Réticences envers les notions mêmes de liberté et de responsabilité individuelles, qui suscitent des réserves secrètes et profondes. Paradoxalement, la science qui fut d’abord perçue comme un moyen de libération hors des anciennes fatalités (inertie, tradition) est devenue source d’un néo-fatalisme (résignation déterministe: on n’arrête pas le progrès).Réticences enfin, motivées par un souci de désencombrer les accès à la création. ‘On ne peut pas se battre dans la compétition scientifique avec une main liée dans le dos’. L’accent mis sur la productivité amène à rejeter toute autre considération: réfléchir devient une perte de temps individuelle, délibérer une perte de temps collective.

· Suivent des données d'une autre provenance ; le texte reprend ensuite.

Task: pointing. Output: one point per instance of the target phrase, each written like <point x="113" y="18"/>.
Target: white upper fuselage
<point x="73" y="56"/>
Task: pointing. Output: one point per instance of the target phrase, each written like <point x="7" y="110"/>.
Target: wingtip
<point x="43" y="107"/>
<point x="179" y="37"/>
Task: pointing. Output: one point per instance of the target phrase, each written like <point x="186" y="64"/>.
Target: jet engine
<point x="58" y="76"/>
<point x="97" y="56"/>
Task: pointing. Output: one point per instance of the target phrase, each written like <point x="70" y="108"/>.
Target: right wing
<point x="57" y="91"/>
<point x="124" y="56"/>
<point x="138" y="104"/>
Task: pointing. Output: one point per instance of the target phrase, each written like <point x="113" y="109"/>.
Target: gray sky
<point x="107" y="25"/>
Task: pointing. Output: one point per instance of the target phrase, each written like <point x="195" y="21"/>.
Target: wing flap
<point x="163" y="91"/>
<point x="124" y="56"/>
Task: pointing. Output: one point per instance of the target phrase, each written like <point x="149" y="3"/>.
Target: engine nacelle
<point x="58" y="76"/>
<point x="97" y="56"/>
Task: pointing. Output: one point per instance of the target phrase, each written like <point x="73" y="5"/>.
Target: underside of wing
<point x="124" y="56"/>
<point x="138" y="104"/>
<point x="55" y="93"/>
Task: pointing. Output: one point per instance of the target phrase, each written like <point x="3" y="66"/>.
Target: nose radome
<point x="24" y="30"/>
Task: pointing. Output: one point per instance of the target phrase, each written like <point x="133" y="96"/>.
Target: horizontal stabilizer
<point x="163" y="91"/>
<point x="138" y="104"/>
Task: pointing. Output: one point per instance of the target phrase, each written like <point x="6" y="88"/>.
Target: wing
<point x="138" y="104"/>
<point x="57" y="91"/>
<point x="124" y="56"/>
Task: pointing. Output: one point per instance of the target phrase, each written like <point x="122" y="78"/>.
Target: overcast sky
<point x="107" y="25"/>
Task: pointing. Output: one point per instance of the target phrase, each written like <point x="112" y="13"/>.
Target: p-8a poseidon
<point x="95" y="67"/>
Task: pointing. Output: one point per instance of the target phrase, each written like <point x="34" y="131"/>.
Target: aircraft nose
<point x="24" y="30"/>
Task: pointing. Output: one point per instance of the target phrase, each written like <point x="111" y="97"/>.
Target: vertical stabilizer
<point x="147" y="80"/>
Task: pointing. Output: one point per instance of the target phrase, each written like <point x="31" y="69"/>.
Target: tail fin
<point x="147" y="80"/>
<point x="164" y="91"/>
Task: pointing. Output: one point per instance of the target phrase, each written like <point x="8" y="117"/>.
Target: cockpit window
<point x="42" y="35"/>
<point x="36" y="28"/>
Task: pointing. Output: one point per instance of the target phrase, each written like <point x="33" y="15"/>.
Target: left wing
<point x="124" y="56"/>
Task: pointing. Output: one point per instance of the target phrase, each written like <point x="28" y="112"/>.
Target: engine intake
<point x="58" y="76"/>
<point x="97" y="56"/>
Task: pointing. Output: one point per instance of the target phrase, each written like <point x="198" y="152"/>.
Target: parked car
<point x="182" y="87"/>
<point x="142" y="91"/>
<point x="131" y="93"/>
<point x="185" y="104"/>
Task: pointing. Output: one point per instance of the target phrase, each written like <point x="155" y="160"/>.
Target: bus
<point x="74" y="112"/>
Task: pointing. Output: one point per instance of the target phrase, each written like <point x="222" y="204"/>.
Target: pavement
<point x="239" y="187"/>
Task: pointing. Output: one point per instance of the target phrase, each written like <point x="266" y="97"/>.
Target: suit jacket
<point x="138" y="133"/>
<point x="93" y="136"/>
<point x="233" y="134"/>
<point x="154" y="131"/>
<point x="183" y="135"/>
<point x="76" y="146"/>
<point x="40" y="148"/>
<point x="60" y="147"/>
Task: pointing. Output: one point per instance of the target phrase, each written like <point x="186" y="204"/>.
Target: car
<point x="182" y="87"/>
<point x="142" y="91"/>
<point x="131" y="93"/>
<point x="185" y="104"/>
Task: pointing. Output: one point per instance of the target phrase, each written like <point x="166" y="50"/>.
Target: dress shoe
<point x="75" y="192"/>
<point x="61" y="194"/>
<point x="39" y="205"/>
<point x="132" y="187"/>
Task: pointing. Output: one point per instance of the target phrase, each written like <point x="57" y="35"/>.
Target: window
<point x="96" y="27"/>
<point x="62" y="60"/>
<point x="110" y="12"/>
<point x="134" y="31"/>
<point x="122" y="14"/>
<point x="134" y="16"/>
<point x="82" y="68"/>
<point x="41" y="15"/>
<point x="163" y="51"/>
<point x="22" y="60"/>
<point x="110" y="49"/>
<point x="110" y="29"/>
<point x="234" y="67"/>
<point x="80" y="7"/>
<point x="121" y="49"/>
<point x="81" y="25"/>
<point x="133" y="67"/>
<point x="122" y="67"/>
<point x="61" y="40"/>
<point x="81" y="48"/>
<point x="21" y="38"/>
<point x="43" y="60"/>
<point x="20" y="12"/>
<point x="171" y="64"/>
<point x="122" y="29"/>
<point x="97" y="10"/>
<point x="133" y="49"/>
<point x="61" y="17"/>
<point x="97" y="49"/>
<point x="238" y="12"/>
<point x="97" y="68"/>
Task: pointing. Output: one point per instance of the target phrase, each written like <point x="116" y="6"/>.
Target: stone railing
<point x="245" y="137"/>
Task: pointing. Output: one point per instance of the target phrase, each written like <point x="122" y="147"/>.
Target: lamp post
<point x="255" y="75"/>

Quelle attitude adopter face à ce heurt entre évidences et réticences ?Peut-on se contenter d’insister sur les premières, en ignorant ou en affectant d’ignorer les secondes ? Tout au contraire, notre proposition se formule ainsi: les objections sont consubstantielles à la réflexion éthique.

À propos de l’éthique, l’objection la plus constante est, non sans fondement, le soupçon d’hypocrisie. Admettre la pertinence de ce souci, et le conserver en permanence à l’esprit, fournit une meilleure sauvegarde que de s’en offusquer.

En l’absence de réflexion éthique collective, la place n’était pas restée vacante: elle était, et demeure largement, occupée par la triche. Sans vergogne, spontanément, bon nombre de gens conçoivent l’éthique comme une continuation de l’exercice antérieur par d’autres moyens, et donc comme une forme supérieure de triche. La dissension est forte, et inévitable, entre ceux pour qui tricher dans une instance éthique est un comble d’habileté, et ceux pour qui c’est un surcroît d’indignité.

De même qu’une injustice infligée au nom de la justice éveille un salutaire sursaut d’indignation, les espoirs mis dans le mouvement éthique reposent entièrement sur le redoublement de honte que l’hypocrisie, dans une instance de réflexion morale, doit susciter. De manière générale, les objections à l’éthique lui sont en permanence nécessaires; les écarter ou les ignorer, c’est amoindrir les défenses contre les perversions.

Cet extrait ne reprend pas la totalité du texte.